By-election in New South Wales, Australia

A by-election was held for the New South Wales Legislative Assembly electorate of Wellington on 29 May 1891 because of the death of David Ferguson.

==Dates==

| Date | Event |
|---|---|
| 5 May 1891 | David Ferguson died. |
| 12 May 1891 | Writ of election issued by the Speaker of the Legislative Assembly. |
| 22 May 1891 | Nominations |
| 29 May 1891 | Polling day |
| 1 June 1891 | Declaration of the poll. |
| 6 June 1891 | The Legislative Assembly was dissolved, and writs were issued by the Governor to proceed with a general election. |
| 11 June 1891 | Return of writ |
| 20 June 1891 | Poll at Wellington |

==Candidates==
- Michael O'Halloran was the proprietor of the Wellington Times and Australian Industrial Liberator, founded to support the labour movement, and one of the pioneers of the Labour Electoral League, that would become the Labour Party.
- Alexander Riddel was a former minister, proprietor of the Broken Hill Times, advocate for a single tax, and another of the pioneers of the Labour Electoral League He had previously stood as a Free Trade candidate at the 1889 election for Inverell.
- Thomas Quirk was the manager of flour mills owned by the former member David Ferguson and was an alderman on the Wellington Council.
- Thomas York was a stock and station agent in Wellington and a former Mayor of Wellington.
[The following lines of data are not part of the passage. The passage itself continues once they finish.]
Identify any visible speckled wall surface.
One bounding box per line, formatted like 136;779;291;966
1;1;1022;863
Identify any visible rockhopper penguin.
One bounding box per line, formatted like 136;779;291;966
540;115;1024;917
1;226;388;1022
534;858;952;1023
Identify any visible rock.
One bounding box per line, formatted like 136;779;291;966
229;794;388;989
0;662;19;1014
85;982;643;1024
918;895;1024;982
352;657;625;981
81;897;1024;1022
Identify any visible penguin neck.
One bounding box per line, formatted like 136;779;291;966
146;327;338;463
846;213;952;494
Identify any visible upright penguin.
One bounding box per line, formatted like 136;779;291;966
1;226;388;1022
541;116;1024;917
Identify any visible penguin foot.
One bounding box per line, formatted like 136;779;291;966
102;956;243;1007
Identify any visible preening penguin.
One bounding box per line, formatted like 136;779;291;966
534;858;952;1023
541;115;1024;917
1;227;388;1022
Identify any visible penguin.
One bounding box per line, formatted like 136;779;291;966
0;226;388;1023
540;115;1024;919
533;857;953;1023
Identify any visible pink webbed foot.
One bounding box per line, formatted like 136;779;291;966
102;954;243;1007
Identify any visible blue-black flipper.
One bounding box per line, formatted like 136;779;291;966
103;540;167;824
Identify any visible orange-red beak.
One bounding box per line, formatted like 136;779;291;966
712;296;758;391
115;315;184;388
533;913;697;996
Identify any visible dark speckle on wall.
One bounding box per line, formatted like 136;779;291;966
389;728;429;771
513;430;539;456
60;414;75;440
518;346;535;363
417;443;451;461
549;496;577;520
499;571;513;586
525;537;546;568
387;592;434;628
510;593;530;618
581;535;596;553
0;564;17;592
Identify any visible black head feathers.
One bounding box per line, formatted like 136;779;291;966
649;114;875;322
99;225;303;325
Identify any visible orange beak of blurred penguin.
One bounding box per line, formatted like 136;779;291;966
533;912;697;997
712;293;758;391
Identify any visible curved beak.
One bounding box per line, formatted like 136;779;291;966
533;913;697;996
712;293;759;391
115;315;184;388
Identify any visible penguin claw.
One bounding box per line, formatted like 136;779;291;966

Both O'Halloran and Riddel claimed to represent the Labour Party and engaged in a public dispute as to who had been chosen by the unions to represent the workers of Wellington. Antony Green labeled O'Halloran as a Protectionist and Riddel as a Free Trader, which reflects their positions on the fiscal issue, one of the issues which would divide the Labour Party following the 1891 election.

==Result==

1891 Wellington by-election Friday 29 May
| Party |  | Candidate | Votes | % | ±% |
|---|---|---|---|---|---|
|  | Protectionist | Thomas York (elected) | 292 | 31.0 |  |
|  | Protectionist | Thomas Quirk | 285 | 30.2 |  |
|  | Labour | Michael O'Halloran | 221 | 23.4 |  |
|  | Labour | Alexander Riddel | 145 | 15.4 |  |
| Total formal votes |  |  | 943 | 100.0 | +3.3 |
| Informal votes |  |  | 0 | 0.0 | −3.3 |
| Turnout |  |  | 943 | 58.5 | +1.9 |
|  | Protectionist hold |  |  |  |  |

David Ferguson died.

==Aftermath==
York did not get to take his seat as parliament was prorogued the day after the declaration of the poll, and dissolved on 6 June for a general election. York, Quirk and O'Halloran each contested the election on 20 June, with similar results, York was elected with a slightly increased margin.